The biggest problem with this though is that it ALWAYS had to be used within a limited time. You extend it longer than intended and all the activities on the SQL Server tend to slow down as it is a resource-intensive operation.
Sensing this I believe, Microsoft first came out with Extended Events with SQL Server 2008 version. It was horrendous to say the least. At that time this had to be entirely done through bunch of scripts, joining multiple tables with addition of XQuery to grab the actual data that we need. The learning curve to get this done was huge. I admit I had read various tutorials, did some practice but when I really wanted to use it I used to get cold feet. Without googling at least twice, this was a no-go and I used to fall back on SQL Profiler.

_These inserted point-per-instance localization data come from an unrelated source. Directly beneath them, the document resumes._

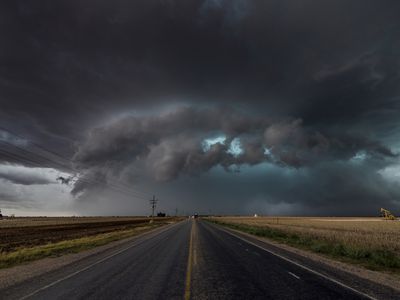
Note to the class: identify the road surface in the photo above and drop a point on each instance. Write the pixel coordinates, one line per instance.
(192, 259)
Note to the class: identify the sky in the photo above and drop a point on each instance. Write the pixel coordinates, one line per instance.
(269, 107)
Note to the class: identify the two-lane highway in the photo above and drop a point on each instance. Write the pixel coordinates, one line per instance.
(189, 260)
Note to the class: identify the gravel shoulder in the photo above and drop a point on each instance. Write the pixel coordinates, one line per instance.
(379, 284)
(20, 273)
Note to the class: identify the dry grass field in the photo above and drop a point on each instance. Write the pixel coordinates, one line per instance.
(372, 242)
(27, 239)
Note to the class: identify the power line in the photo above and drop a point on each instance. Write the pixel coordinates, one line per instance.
(119, 187)
(153, 203)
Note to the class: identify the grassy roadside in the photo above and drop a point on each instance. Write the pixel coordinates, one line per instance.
(373, 259)
(27, 254)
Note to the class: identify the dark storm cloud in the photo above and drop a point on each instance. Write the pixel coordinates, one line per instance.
(24, 176)
(313, 81)
(170, 144)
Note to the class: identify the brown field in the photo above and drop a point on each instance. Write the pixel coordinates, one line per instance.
(19, 233)
(368, 233)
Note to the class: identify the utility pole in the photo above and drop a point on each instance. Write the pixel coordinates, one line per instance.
(153, 203)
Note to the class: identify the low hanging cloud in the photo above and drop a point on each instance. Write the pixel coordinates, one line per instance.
(170, 144)
(18, 174)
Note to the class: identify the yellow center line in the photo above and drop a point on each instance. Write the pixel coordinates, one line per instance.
(189, 266)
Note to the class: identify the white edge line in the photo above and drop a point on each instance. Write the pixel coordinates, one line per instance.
(303, 267)
(294, 275)
(96, 263)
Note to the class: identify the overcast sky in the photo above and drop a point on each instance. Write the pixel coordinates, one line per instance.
(286, 107)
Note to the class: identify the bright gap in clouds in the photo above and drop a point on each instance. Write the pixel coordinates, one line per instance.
(235, 147)
(207, 143)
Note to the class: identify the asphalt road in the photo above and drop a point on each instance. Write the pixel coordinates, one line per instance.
(189, 260)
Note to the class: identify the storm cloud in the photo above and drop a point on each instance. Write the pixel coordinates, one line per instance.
(224, 97)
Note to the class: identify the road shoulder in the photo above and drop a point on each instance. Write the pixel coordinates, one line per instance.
(20, 273)
(380, 285)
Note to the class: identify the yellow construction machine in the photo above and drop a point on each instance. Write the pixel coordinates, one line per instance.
(387, 215)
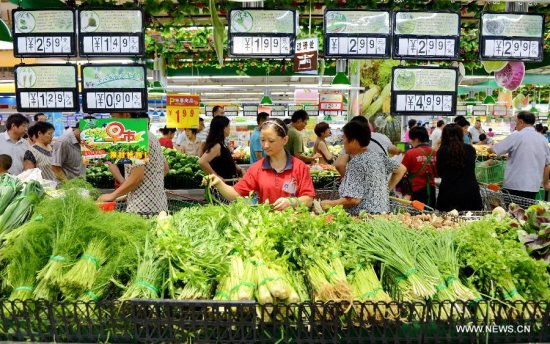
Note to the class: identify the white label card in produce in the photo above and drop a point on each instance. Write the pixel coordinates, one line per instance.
(44, 33)
(104, 33)
(262, 33)
(426, 35)
(511, 37)
(357, 34)
(114, 88)
(424, 90)
(46, 88)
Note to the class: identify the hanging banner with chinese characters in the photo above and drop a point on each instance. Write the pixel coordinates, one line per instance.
(111, 140)
(114, 88)
(182, 111)
(305, 58)
(46, 88)
(426, 35)
(331, 101)
(39, 33)
(262, 33)
(357, 34)
(424, 91)
(113, 32)
(511, 37)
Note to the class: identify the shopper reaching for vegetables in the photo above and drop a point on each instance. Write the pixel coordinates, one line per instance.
(365, 186)
(280, 178)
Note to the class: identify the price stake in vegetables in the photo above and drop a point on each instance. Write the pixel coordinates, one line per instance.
(114, 139)
(182, 111)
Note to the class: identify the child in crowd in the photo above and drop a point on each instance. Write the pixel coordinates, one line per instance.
(5, 163)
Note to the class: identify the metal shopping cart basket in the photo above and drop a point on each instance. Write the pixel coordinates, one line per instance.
(492, 197)
(329, 191)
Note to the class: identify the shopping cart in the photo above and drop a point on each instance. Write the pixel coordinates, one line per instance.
(329, 191)
(490, 172)
(493, 196)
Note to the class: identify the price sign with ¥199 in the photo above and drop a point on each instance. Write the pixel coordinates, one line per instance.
(182, 111)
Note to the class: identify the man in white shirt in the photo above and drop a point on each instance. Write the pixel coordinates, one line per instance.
(436, 134)
(475, 131)
(12, 142)
(528, 158)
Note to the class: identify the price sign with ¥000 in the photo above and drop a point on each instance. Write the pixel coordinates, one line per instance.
(182, 111)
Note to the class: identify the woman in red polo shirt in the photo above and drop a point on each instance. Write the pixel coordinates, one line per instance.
(279, 178)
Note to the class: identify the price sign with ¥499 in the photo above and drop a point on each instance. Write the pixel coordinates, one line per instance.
(182, 111)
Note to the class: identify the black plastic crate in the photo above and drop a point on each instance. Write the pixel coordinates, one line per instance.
(176, 321)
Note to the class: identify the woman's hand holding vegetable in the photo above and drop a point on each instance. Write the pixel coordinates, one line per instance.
(282, 203)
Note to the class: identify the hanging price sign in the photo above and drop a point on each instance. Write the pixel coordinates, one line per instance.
(182, 111)
(46, 87)
(426, 35)
(262, 33)
(506, 36)
(424, 90)
(357, 34)
(39, 33)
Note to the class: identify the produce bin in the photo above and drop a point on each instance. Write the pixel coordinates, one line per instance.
(175, 321)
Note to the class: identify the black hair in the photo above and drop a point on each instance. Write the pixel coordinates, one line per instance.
(216, 134)
(276, 124)
(357, 131)
(419, 133)
(40, 127)
(38, 115)
(261, 117)
(166, 131)
(458, 118)
(216, 108)
(526, 116)
(320, 128)
(299, 115)
(452, 139)
(5, 161)
(360, 119)
(462, 122)
(17, 120)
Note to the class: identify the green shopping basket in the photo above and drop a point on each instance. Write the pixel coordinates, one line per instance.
(490, 172)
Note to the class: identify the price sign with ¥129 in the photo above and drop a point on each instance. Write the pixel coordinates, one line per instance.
(182, 111)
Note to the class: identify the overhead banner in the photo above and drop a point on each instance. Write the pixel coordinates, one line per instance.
(182, 111)
(331, 101)
(357, 34)
(250, 109)
(262, 33)
(114, 88)
(113, 32)
(426, 35)
(114, 139)
(46, 88)
(511, 37)
(423, 91)
(305, 58)
(43, 33)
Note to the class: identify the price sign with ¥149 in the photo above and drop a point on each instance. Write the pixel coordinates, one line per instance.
(182, 111)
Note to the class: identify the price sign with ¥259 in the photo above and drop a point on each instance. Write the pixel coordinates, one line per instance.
(182, 111)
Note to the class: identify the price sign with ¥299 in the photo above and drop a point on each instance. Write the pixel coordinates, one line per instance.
(182, 111)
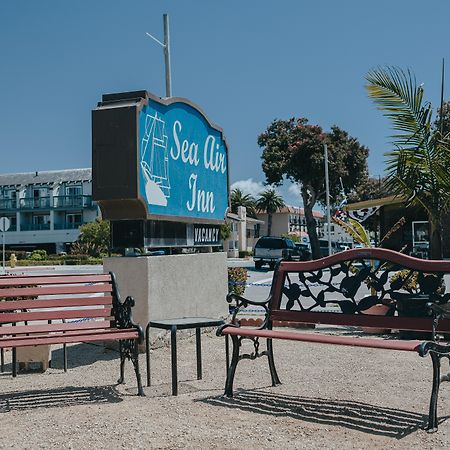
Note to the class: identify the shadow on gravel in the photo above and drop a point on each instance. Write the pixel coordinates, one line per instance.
(57, 398)
(83, 355)
(343, 413)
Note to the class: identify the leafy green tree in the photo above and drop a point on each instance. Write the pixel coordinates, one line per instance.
(369, 189)
(269, 201)
(417, 167)
(238, 198)
(94, 238)
(294, 150)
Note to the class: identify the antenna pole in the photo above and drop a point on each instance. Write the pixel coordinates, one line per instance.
(167, 55)
(441, 118)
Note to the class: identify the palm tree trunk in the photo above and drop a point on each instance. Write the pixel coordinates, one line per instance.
(435, 238)
(309, 200)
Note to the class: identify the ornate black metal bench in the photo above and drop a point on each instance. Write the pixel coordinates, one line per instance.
(340, 290)
(60, 309)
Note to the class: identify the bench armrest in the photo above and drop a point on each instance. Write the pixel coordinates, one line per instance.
(242, 303)
(438, 312)
(124, 318)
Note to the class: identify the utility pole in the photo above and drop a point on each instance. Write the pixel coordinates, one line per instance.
(327, 194)
(166, 48)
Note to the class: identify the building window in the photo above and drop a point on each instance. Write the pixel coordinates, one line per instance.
(73, 220)
(74, 190)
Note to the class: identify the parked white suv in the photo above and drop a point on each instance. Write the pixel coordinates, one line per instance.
(269, 250)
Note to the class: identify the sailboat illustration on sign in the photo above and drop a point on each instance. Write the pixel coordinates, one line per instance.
(155, 161)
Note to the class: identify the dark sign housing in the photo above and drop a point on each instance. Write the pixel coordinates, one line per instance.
(156, 161)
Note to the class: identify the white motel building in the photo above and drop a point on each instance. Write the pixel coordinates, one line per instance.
(46, 209)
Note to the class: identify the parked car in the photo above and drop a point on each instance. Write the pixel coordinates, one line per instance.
(304, 251)
(269, 250)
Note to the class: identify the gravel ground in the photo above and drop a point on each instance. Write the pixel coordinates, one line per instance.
(331, 397)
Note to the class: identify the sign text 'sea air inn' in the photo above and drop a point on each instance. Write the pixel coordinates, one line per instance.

SQL Server 2012 onward, Microsoft has introduced GUI for Extended Events making it now a real easy breeze to work with. This has now been the de-facto tool that I use for tracing the queries now.

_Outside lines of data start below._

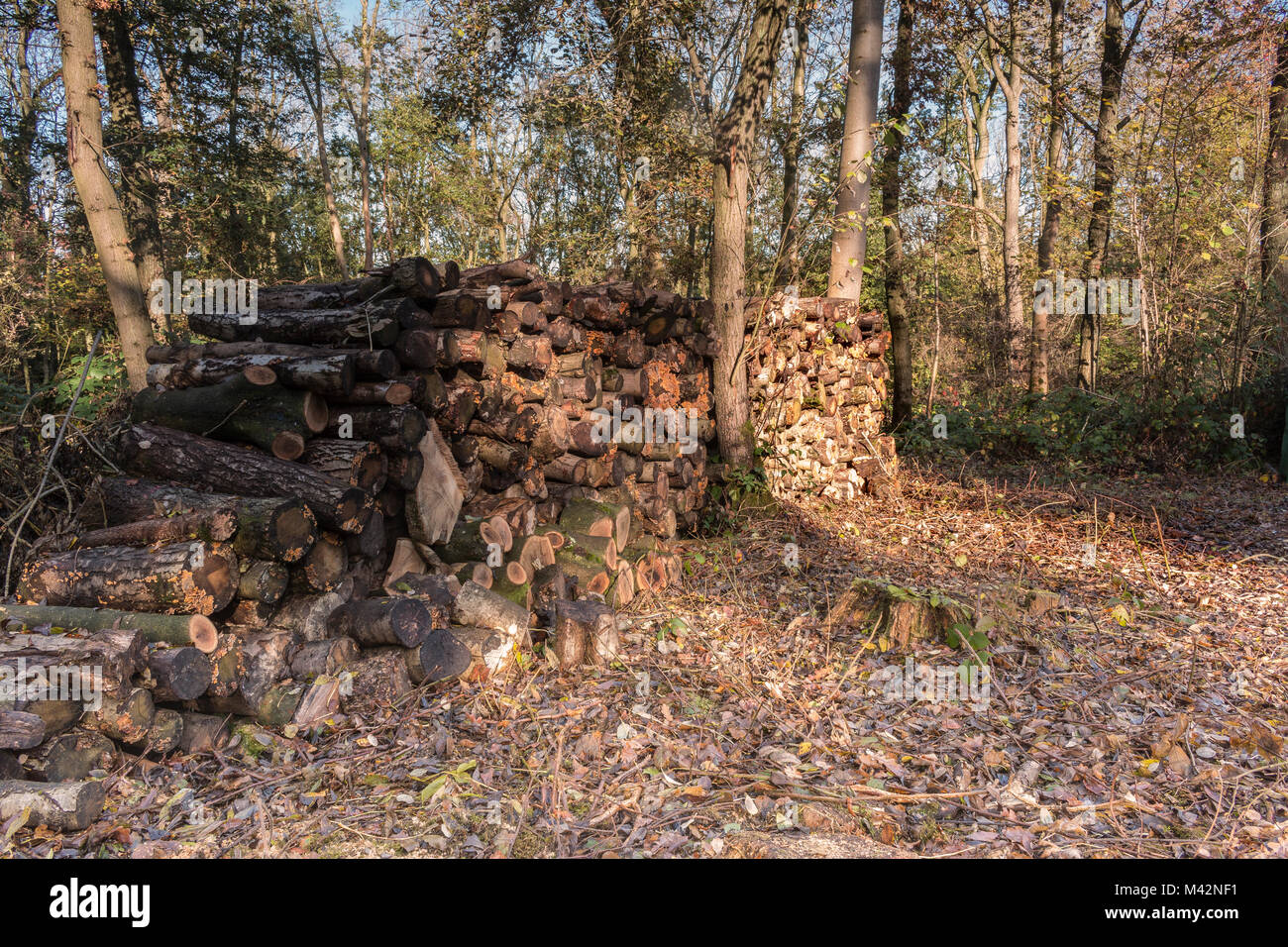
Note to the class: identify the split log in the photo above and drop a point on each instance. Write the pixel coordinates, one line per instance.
(471, 654)
(163, 736)
(378, 678)
(357, 463)
(329, 376)
(64, 806)
(320, 701)
(410, 389)
(305, 616)
(207, 526)
(549, 585)
(168, 629)
(269, 527)
(416, 278)
(274, 707)
(592, 625)
(376, 326)
(393, 427)
(227, 665)
(403, 621)
(318, 295)
(593, 518)
(71, 757)
(329, 656)
(183, 578)
(55, 716)
(480, 607)
(215, 466)
(433, 505)
(368, 363)
(263, 579)
(178, 674)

Here is how one can go about setting one up and using it to trace your SQL queries –
Log on to SQL Server and go to Management->Extended Events->Sessions. Right-Click on ‘New Session Wizard’ as shown below –
Click ‘Next>’ on the Introduction screen. In the ‘Set Session Properties’ tab give a name to the Session say – All SQL Queries as shown below and click on ‘Next>’
In ‘Choose Templates’ tab click on ‘Use this event session template:’ and in the drop down select ‘Query Batch Tracking’ as shown below and then click on ‘Next >’ –
In the ‘Select Events to Capture’ tab across the ‘Selected events’: you can remove error_reported, rpc_completed and only have sql_batch_completed in it as shown below and click on ‘Next >’. You can remove the other two that come by default by just clicking on them and using the ‘<‘ arrow button –
Keep the defaults as they are for the subsequent screens and click on ‘Finish’ in the ‘Summary’ page. In the ‘Create Event Session’ page that pops-up, to start seeing your results immediately, you are provided with two options. Enable them and click on ‘Close’ as shown below –
Upon doing that the trace is now up and running waiting for the queries to start. Here is the output of showing one query that was run against one database in the server –
As can be seen this one is more cleaner and more easier to read without the unnecessary redundant information that used to come along from SQL profiler.
This is just a tip of the iceberg from what we can achieve using Extended Events. There is an ocean out there to explore but for those who are seeking to trace out a query this should be a good start.